Back in May we wrote about British Prime Minister Boris Johnson’s long overdue biography making headlines, amidst accusations the PM missed important COVID meetings to put pen to paper. The pending book, titled Shakespeare: The Riddle of Genius, is now in the news again, this time due to Johnson’s “highly collaborative” writing process.

A leading Shakespeare expert, who wishes to remain anonymous, told the The Stratford-Upon-Avon Herald that he turned down an offer to “provide content” for Boris Johnson’s forthcoming book. He went on to say he had been asked by Mr Johnson’s literary agent to “semi-dictate” content to the prime minister.

It turns out that Johnson relied heavily on others when writing his previous book, The Churchill Factor. Warren Docker, Johnson’s former research assistant, told The Fence the book’s creation was a strict collaboration between himself, Johnson, and Allen George Packwood, director of the Churchill archives centre at Churchill College, Cambridge. Johnson would record interview sessions, re-word responses, and get Dockter to write it all up.

Docker insists Boris “did all the heavy lifting.” Our anonymous expert was also given some comforting words when approached for his help:

“The originality and brilliance, his agent assured me, would lie in Mr Johnson’s choice of questions to ask and in the inimitable way in which he would write up the expert answers he received.”

This did not stop him declining the opportunity.

The prospect of Johnson’s impending book and search for collaboration has been met with contempt by many Shakespearian experts. Jonathan Bate, author of The Genius of Shakespeare, told The Fence: “I’ve not been approached at all. If I find there is any plagiarism he will be hearing from my lawyers.”

A Shakespeare academic told the Guardian:

“Rather to my disappointment, I haven’t heard anything about this, directly or indirectly. Not stonewalling: I should be absolutely delighted to help puncture BJ’s undeserved reputation as a thinker.”

A further academic added:

“My feeling is that he’s got a perfect right to write a book about Shakespeare, and I feel that Johnson’s book shouldn’t be judged before it comes. But at the same time, it does sound from the rumours as if it’s going to be ghostwritten to a rather high extent.”

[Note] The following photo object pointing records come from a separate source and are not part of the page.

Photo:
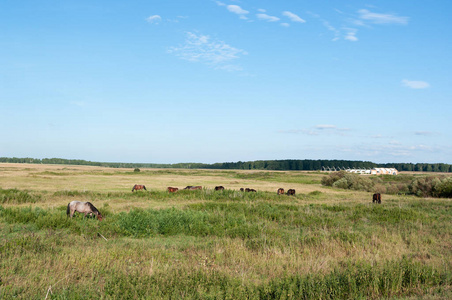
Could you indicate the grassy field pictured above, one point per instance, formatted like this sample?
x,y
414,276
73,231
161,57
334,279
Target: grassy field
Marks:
x,y
322,243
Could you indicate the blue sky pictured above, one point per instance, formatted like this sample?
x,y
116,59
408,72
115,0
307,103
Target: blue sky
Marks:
x,y
216,81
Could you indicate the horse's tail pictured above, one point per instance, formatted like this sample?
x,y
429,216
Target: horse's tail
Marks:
x,y
93,208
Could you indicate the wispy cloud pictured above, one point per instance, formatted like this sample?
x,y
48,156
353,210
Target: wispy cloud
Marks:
x,y
328,26
237,10
155,19
378,18
78,103
293,17
413,84
267,18
318,130
426,133
214,53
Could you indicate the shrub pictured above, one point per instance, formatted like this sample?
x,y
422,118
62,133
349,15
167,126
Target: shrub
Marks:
x,y
444,188
331,178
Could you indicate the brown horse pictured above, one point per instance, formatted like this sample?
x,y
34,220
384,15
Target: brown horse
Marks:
x,y
190,187
172,190
82,207
137,187
376,198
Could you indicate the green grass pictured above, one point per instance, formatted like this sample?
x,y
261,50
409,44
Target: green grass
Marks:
x,y
205,244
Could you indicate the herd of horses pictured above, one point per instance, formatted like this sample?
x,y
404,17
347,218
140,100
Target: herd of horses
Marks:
x,y
87,208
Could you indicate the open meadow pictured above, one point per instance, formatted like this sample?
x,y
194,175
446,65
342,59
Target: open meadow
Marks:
x,y
322,243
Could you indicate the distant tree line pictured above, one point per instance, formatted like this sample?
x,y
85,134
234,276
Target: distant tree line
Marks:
x,y
282,165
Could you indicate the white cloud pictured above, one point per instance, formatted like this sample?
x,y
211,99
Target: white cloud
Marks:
x,y
377,18
293,17
351,35
415,84
268,18
154,19
216,54
426,133
322,127
318,129
237,10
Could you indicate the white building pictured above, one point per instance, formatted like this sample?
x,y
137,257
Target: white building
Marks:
x,y
384,171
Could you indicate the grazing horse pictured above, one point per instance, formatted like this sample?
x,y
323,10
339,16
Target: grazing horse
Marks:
x,y
137,187
190,187
376,198
82,207
172,190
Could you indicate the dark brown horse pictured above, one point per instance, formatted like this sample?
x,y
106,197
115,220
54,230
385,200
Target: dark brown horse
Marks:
x,y
82,207
137,187
172,190
376,198
190,187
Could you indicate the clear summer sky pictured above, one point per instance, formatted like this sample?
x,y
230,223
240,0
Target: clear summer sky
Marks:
x,y
218,81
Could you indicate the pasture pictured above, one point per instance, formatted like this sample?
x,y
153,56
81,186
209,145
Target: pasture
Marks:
x,y
321,243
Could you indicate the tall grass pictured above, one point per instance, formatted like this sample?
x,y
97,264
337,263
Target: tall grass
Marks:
x,y
17,197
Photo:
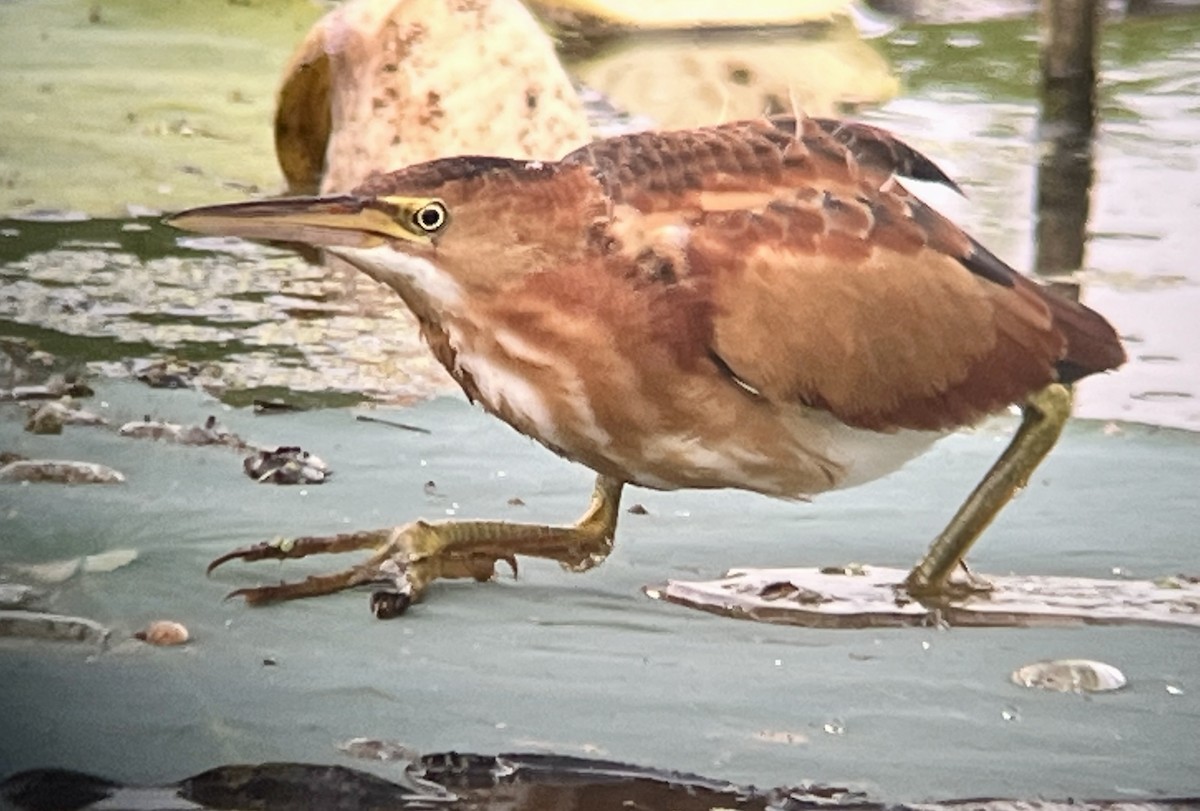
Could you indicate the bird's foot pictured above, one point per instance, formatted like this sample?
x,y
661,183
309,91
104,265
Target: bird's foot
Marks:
x,y
406,559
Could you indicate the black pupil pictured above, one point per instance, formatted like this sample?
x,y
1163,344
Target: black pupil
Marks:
x,y
430,217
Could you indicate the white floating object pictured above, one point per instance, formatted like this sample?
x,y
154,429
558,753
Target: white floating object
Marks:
x,y
1071,676
874,596
111,560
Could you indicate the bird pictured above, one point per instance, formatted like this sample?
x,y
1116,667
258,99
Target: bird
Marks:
x,y
760,305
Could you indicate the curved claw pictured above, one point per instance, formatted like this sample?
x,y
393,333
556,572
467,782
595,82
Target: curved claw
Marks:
x,y
264,551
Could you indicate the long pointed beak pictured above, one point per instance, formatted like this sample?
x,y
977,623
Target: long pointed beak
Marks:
x,y
342,221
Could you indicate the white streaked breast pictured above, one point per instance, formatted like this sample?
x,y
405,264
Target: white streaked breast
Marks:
x,y
403,271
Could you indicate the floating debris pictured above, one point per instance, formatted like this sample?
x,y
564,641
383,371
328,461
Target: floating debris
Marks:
x,y
286,466
57,386
163,632
210,433
52,415
19,595
177,374
60,472
59,628
275,407
394,424
371,749
1071,676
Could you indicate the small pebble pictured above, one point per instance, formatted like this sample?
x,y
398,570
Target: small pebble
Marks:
x,y
63,472
163,632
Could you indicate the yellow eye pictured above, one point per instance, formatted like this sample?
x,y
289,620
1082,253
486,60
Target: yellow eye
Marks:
x,y
431,217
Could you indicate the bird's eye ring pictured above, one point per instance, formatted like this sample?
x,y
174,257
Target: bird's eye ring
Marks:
x,y
431,217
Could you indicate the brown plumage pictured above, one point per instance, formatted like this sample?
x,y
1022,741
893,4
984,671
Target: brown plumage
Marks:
x,y
715,307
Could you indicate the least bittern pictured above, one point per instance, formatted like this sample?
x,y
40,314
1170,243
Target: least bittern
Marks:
x,y
759,305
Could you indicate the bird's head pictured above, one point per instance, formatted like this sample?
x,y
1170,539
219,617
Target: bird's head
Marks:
x,y
438,233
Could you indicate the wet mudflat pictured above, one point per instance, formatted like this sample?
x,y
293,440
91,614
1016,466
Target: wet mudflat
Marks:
x,y
583,664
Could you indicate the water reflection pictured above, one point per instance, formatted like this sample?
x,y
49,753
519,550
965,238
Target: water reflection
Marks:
x,y
1066,127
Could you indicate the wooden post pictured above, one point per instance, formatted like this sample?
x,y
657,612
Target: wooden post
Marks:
x,y
1069,37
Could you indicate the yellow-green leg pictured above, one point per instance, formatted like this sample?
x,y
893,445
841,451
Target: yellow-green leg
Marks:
x,y
1044,415
409,558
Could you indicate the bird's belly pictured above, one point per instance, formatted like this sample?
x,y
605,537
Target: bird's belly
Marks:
x,y
671,431
807,454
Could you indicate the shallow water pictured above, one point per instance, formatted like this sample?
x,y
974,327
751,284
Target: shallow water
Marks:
x,y
585,664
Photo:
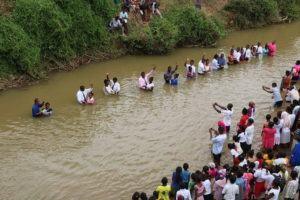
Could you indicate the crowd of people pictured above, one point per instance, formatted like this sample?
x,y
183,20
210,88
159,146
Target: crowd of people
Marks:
x,y
271,173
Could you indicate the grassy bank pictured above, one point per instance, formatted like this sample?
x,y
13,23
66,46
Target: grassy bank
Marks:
x,y
39,36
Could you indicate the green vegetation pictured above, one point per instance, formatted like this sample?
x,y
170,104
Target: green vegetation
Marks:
x,y
254,13
182,25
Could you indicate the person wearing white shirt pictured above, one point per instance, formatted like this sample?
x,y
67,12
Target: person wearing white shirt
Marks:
x,y
214,62
82,94
248,53
218,141
227,114
201,67
230,190
183,193
249,133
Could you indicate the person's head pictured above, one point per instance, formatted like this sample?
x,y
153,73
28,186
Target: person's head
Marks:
x,y
250,153
143,196
279,114
164,181
244,111
271,124
250,121
151,79
241,157
135,196
235,138
82,88
268,117
229,106
232,179
185,166
239,174
259,155
47,105
294,175
221,129
36,101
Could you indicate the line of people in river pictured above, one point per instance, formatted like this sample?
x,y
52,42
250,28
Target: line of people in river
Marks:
x,y
268,174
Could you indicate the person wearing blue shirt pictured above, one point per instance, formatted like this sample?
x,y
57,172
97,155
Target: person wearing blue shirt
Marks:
x,y
174,81
36,108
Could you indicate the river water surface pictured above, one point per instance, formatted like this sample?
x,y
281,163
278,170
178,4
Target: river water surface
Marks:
x,y
129,142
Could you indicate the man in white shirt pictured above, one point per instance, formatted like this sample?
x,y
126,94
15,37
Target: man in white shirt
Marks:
x,y
82,94
218,140
230,190
183,192
227,114
249,133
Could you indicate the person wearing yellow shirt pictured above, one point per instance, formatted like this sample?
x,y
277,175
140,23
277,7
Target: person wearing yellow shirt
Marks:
x,y
163,190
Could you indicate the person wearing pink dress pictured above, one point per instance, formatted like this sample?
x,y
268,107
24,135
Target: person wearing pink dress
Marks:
x,y
218,187
272,48
199,190
268,136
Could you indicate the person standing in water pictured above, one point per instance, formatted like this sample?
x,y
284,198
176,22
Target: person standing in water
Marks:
x,y
144,79
82,94
169,73
36,108
227,114
276,94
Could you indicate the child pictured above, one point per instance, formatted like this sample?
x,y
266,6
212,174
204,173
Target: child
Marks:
x,y
292,187
150,86
90,100
186,175
175,80
47,111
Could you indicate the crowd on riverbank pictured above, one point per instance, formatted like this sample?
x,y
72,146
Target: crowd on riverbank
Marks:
x,y
270,173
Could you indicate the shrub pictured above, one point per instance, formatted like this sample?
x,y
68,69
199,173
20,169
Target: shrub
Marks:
x,y
18,53
288,8
194,27
252,13
158,38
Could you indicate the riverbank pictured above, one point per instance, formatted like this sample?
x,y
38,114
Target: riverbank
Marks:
x,y
24,67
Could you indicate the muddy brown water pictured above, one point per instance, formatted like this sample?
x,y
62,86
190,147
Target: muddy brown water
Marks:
x,y
127,143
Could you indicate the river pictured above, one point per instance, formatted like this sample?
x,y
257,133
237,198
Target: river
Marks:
x,y
128,143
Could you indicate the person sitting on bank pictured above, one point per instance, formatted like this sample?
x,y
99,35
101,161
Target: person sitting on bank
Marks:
x,y
82,94
144,79
36,108
169,73
115,24
107,88
175,80
276,94
47,111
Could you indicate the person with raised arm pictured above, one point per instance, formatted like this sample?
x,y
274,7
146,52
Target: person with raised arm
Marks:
x,y
144,79
276,94
169,73
227,113
82,94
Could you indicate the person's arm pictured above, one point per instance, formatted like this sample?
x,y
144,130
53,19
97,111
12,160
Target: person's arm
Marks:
x,y
215,107
267,89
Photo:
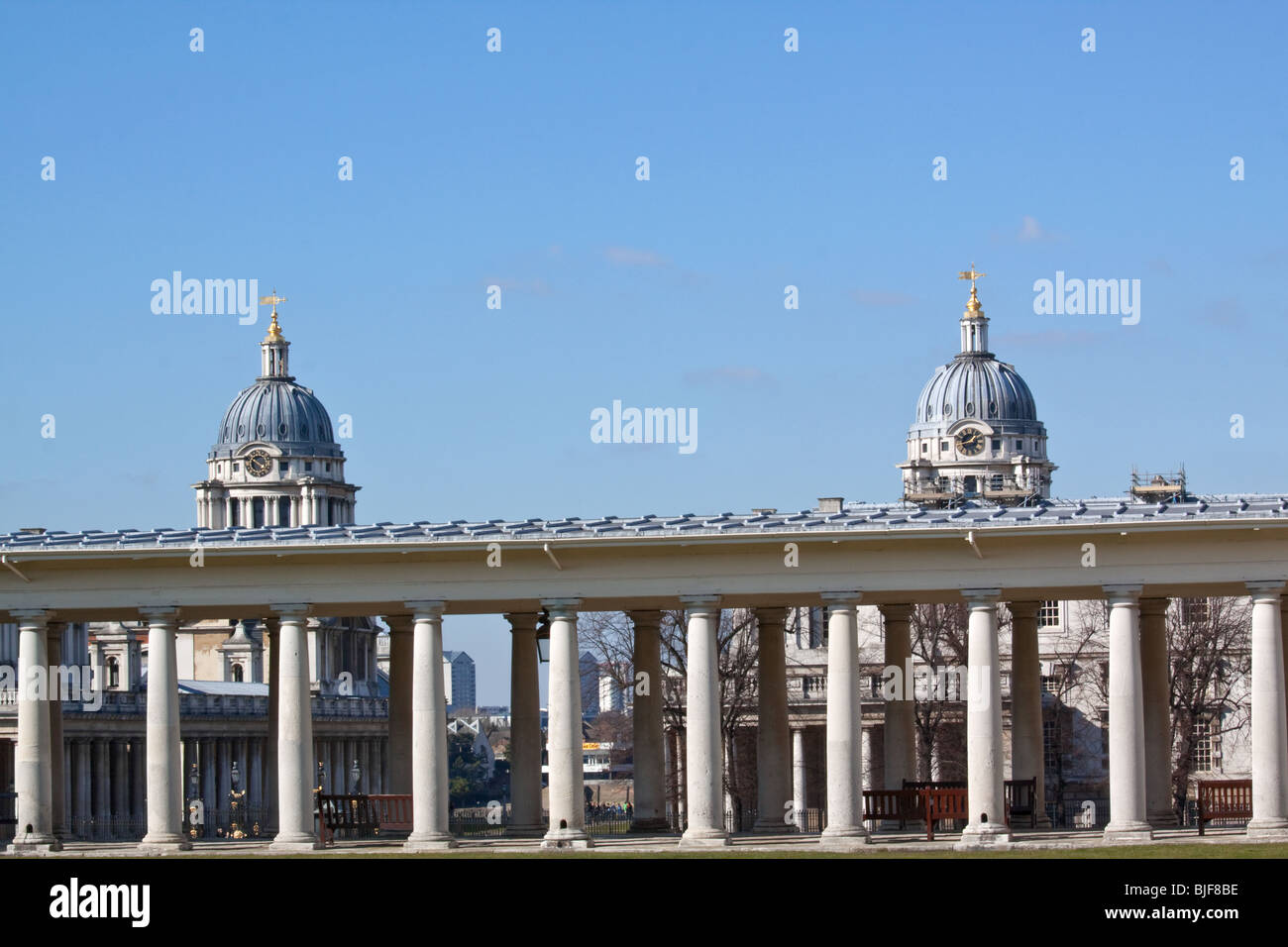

If you’re a busy prime minister, why not delegate the pesky business of book writing? As the the he-shall-not-be-named expert who declined to collaborate with Johnson said:

 “You have to admit it’s a brilliant system for the busy not-quite-author: asking questions viva voce and then rhetorically spicing up the answers is much quicker than actually reading books.”

Nikki Griffiths is the managing director of Melville House UK.